SI unit of apparent power in an electrical circuit

The volt-ampere (SI symbol: V⋅A or V A; commonly written as VA) is the unit of measurement for apparent power in an electrical circuit. It is the product of the root mean square voltage (in volts) and the root mean square current (in amperes). Volt-amperes are usually used for analyzing alternating current (AC) circuits. In direct current (DC) circuits, this product is equal to the real power, measured in watts. The volt-ampere is dimensionally equivalent to the watt: in SI units, 1 V⋅A = 1 W. VA rating is most used for generators and transformers, and other power handling equipment, where loads may be reactive (inductive or capacitive).

== Formulation ==
For a simple electrical circuit running on direct current, the electrical current and voltage are constant. In that case, the real power (P, measured in watts) is the product of the current (I, measured in amperes) and the voltage from one side of the circuit to the other (V, measured in volts):

$$P = I \cdot V.$$

For alternating current, both the voltage and current are oscillating. Instantaneous power is still the product of instantaneous current and instantaneous voltage, but if both of those are ideal sine waves driving a purely resistive load (like an incandescent light bulb), average power becomes (with subscripts designating average (av), peak amplitude (pk) and root mean square (rms)):

$$P_\text{av} = {I_\text{pk} \cdot V_\text{pk} \over 2} = I_\text{rms} \cdot V_\text{rms}.$$

More generally, when voltage and current are not in phase, these products no longer represent average power but a new apparent power, measured in volt-amperes:

$$|S| = I_\text{rms} \cdot V_\text{rms}.$$

== Usage ==
The relationship between real power and apparent power is described by the power factor. With a purely resistive load, they are the same: the apparent power is equal to the real power. Where a reactive (capacitive or inductive) component is present in the load, the apparent power is greater than the real power as voltage and current are no longer in phase. In the limiting case of a purely reactive load, current is drawn but no power is dissipated in the load.

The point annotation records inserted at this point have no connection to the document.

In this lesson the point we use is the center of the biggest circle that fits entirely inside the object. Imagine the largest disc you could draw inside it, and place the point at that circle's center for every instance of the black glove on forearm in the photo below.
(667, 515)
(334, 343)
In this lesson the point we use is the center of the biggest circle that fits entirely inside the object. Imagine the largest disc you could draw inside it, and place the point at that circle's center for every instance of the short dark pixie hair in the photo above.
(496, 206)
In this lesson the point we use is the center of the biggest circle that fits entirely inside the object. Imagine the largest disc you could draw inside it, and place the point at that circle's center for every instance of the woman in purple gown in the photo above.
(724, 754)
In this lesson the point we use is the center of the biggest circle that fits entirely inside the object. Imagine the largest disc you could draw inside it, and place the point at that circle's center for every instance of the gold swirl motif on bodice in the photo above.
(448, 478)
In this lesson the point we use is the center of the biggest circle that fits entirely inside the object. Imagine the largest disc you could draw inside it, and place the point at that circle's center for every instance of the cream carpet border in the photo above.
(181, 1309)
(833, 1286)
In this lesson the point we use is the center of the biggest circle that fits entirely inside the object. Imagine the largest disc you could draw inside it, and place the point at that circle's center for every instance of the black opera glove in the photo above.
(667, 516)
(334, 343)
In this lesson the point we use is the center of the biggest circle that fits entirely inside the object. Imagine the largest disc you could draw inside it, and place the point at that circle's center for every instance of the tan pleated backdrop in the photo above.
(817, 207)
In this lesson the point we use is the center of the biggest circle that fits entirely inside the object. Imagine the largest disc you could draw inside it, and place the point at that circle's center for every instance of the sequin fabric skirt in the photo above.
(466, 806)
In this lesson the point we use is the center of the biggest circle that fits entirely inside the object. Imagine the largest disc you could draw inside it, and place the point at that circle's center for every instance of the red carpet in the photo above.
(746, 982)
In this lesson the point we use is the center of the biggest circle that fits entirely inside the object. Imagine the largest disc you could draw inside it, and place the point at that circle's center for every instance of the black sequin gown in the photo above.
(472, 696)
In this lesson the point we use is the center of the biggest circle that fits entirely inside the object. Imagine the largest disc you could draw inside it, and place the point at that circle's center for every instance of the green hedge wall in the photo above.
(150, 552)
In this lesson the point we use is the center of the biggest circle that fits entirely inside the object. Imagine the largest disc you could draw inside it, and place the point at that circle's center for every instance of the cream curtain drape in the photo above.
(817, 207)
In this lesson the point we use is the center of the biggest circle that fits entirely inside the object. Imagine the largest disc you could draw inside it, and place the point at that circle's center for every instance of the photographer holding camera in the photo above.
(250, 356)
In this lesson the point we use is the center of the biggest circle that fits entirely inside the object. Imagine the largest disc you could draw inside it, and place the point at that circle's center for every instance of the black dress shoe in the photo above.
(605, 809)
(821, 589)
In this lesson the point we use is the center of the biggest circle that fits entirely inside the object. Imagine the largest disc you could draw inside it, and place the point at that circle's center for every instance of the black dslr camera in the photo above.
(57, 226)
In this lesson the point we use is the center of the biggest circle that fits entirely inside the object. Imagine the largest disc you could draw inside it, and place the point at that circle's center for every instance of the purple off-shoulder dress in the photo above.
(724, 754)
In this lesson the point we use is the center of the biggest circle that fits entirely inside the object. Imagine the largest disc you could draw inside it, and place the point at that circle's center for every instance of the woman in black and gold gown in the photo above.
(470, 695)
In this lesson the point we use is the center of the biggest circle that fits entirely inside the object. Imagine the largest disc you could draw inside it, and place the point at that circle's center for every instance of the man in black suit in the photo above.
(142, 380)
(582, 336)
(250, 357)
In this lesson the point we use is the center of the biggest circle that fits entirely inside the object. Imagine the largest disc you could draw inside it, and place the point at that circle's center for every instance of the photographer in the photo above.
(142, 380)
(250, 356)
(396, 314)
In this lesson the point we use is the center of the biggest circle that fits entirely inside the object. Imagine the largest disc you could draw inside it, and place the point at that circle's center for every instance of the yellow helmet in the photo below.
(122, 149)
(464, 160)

Some devices, including uninterruptible power supplies (UPSes), have ratings both for maximum volt-amperes and maximum watts. A common prefixed derived unit is "kilovolt-ampere" (symbol kVA). The VA rating is limited by the maximum permissible current, and the watt rating by the power-handling capacity of the device. When a UPS powers equipment which presents a reactive load with a low power factor, neither limit may safely be exceeded. For example, a (large) UPS system rated to deliver 400,000 volt-amperes (400 kVA) at 220 volts can deliver a current of 1818 amperes (these are RMS values).

VA ratings are also often used for transformers; maximum output current is then VA rating divided by nominal output voltage. Transformers with the same sized core usually have the same VA rating.

The convention of using the volt-ampere to distinguish apparent power from real power is allowed by the SI standard.

== Volt-ampere reactive ==
In electric power transmission and distribution, volt-ampere reactive (var) is a unit of measurement of reactive power. Reactive power exists in an AC circuit when the current and voltage are not in phase. The term var was proposed by the Romanian electrical engineer Constantin Budeanu and introduced in 1930 by the IEC in Stockholm, which has adopted it as the unit for reactive power.

Special instruments called varmeters are available to measure the reactive power in a circuit.

The unit "var" is mentioned by the International System of Units (SI) brochure even though the unit var is representative of a form of power. Per EU directive 80/181/EEC (the "metric directive"), the correct symbol is lower-case "var", although the spellings "Var" and "VAr" are commonly seen, and "VAR" is widely used throughout the power industry.